Hawala, the anonymous banking system, is a common method of payment for foreign workers who send remittances across the world.
But criminals are using the system as a way to move money around outside institutional banking networks.
Dating to the spice trade, hawala and the shopkeepers who offer the service, known as hawaladars, act as a value transfer service that predates modern transactions. It is mainly used in North Africa, the Middle East, the Horn of Africa and South Asia.
The system is based on trust in brokers who immediately receive and release money at another destination.
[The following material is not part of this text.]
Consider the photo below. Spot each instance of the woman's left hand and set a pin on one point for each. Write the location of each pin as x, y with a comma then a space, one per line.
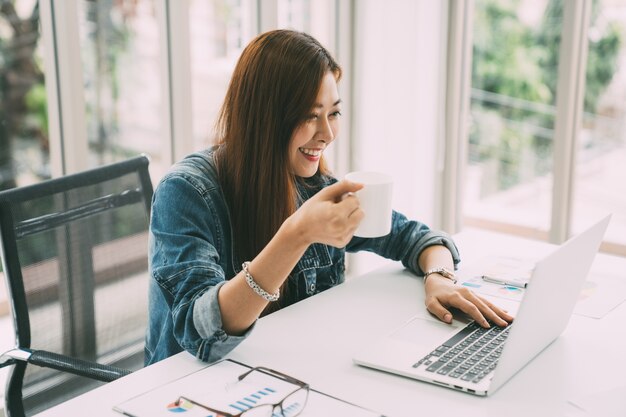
441, 294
Its speed, reliability and opaqueness to security services have made it attractive to terrorist groups.
While it started between Arab traders on the Silk Road, today its use is not confined to Muslims but people of all creeds.
Identification is rarely if ever needed, financial crime experts say, and passcodes are used to complete transactions rather than personal information.
The use of this system by Hezbollah for its battle in Syria backing the forces of President Bashar Al Assad is unsurprising, given its use by extremists.
In 2010, the Times Square bomber Faisal Shahzad received $7,000 through the hawala system from the Pakistani Taliban. Indian bomb blasts in 1993 were funded through hawala and the Taliban used the system often before 9/11.
Most recently, European investigators discovered a hawala network in 2015 sending money to fighters aligned with ISIS and the Al Qaeda-linked Nusra Front in northern Syria.
Billions of dollars are believed to be traded through the system every year and, although intelligence services across the world pay close attention, they cannot trace every transaction.
Financial crimes experts warn that until hawala has an overhaul, aligning it more closely to the modern banking system, groups who seek to fund their roles in conflicts across the world will be able to move funds around unnoticed.
But on this occasion, investigators in seven countries including the US, France, Italy, Germany and Belgium, stopped Hezbollah in its tracks.